Annette Kümmel vom Verband Privater Medien (Vaunet) und Felix Falk vom Verband der deutschen Games-Branche halten das Gesetz in seiner jetzigen Form hingegen für untauglich. Der Entwurf verfehle das Ziel des Koalitionsvertrages von Union und SPD, ein kohärentes Jugendschutzsystem zu schaffen, kritisierte Kümmel. "Der ohnehin schon sehr komplexe deutsche Jugendmedienschutz wird noch komplizierter, ohne dass das Schutzniveaus signifikant verbessert wird", sagte sie. Der Entwurf bedeute zudem für die privaten Medienanbieter eine unnötige Doppelregulierung, "aber auch eine ungerechtfertigte Ungleichbehandlung".

Games-Branche: System der Selbstkontrolle stärken

Aus Sicht von Felix Falk ist es auch "kein Wunder", dass der Entwurf sein Ziel verfehle, da sich Bund und Länder nicht auf gemeinschaftliche Regelungen "aus einer Hand" hätten einigen können. Folge dessen sie ein schlechter Kompromiss, der auf Kosten von Eltern, Kindern und Anbietern gehe. "Auf dem schon bestehenden Flickenteppich im Kinder- und Jugendmedienschutz kommen jetzt noch ein paar Flicken hinzu", sagte er. Falk forderte eine Stärkung des Systems der Selbstkontrolle. Korrekturen brauche es auch im Zusammenhang mit den Interaktionsrisiken.

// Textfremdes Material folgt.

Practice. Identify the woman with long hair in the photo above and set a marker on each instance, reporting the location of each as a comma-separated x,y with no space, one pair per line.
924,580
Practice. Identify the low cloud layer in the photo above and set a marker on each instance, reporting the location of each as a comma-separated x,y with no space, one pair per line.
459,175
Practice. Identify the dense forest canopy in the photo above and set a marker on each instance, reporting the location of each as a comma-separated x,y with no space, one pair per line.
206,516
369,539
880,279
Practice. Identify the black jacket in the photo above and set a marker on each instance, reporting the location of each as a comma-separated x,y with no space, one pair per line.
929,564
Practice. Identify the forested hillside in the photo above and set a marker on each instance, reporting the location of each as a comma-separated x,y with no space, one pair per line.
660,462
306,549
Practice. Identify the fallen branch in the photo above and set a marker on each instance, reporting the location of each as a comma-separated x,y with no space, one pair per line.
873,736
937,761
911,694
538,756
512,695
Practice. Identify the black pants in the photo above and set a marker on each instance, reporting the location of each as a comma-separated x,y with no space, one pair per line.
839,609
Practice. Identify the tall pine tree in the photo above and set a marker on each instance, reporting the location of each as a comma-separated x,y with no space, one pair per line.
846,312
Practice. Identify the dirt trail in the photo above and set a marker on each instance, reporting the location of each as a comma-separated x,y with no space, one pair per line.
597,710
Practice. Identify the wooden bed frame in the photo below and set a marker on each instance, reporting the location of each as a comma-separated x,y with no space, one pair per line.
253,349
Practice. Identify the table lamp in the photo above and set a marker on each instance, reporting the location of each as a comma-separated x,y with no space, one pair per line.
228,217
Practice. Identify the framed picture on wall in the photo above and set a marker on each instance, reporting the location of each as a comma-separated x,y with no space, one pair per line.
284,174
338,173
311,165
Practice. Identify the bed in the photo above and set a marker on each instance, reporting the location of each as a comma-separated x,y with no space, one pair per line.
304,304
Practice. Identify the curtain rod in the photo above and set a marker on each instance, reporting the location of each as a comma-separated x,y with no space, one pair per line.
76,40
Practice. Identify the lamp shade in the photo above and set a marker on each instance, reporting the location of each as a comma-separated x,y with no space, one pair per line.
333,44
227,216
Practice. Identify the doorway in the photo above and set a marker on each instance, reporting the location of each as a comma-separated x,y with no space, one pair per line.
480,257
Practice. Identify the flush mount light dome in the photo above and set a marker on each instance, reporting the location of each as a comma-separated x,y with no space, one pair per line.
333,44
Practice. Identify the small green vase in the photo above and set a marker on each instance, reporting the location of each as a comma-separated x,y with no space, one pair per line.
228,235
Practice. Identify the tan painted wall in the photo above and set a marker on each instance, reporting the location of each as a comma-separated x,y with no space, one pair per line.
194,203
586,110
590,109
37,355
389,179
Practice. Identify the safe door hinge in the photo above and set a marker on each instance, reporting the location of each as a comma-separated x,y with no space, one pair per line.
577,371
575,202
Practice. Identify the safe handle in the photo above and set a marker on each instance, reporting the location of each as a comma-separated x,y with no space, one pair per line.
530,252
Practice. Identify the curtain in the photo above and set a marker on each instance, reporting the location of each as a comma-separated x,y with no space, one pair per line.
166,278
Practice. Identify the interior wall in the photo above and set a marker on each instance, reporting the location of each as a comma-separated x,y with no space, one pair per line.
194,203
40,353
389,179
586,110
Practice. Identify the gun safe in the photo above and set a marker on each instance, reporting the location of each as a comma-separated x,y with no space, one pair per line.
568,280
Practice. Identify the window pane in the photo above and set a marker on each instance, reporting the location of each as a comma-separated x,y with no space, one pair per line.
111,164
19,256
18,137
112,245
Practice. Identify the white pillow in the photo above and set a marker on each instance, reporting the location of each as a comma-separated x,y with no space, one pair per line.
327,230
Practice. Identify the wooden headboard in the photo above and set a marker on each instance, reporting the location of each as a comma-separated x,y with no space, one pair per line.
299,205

Hochschulprofessor: Marginale Änderungen, kaum Auswirkungen zu erwarten

Professor Marc Liesching von der Hochschule für Technik, Wirtschaft und Kultur Leipzig räumte ein, dass die Regulierung des Jugendmedienschutzes in Deutschland aufgrund der Aufteilung der Gesetzgebung zwischen Bund und Ländern eine besondere Herausforderung darstellt. Daher könnten bei gesetzgeberischen Alleingängen seitens des Bundes - wie der Länder - keine umfassenden regulatorischen Lösungen für die digitale, konvergente Medienrealität erwartet werden. Mit dem vorliegenden Entwurf würden nur marginale Veränderungen im bestehenden Jugendschutzsystem vorgenommen, sagte Liesching. Diese würden seiner Einschätzung nach "keine oder allenfalls geringe praktische Auswirkungen im Bereich des Jugendmedienschutzes zeitigen".

Hans-Bredow-Institut: Richtige Risikoverschiebung durch Vorsorgeansatz

Nach Ansicht von Professor Wolfgang Schulz vom Leibnitz-Institut für Medienforschung Hamburg adressiert der Entwurf "die richtige Risikoverschiebung". Mit dem Vorsorgeansatz sei die Bundesregierung auf einem Weg, "den wir wissenschaftlich auch für plausibel halten". Die fehlende Abstimmung zwischen Bundes- und Landesregelungen lasse es aber offen erscheinen, "wie viel davon tatsächlich auf die Straße kommt".

Redaktion beck-aktuell, 12. Januar 2021.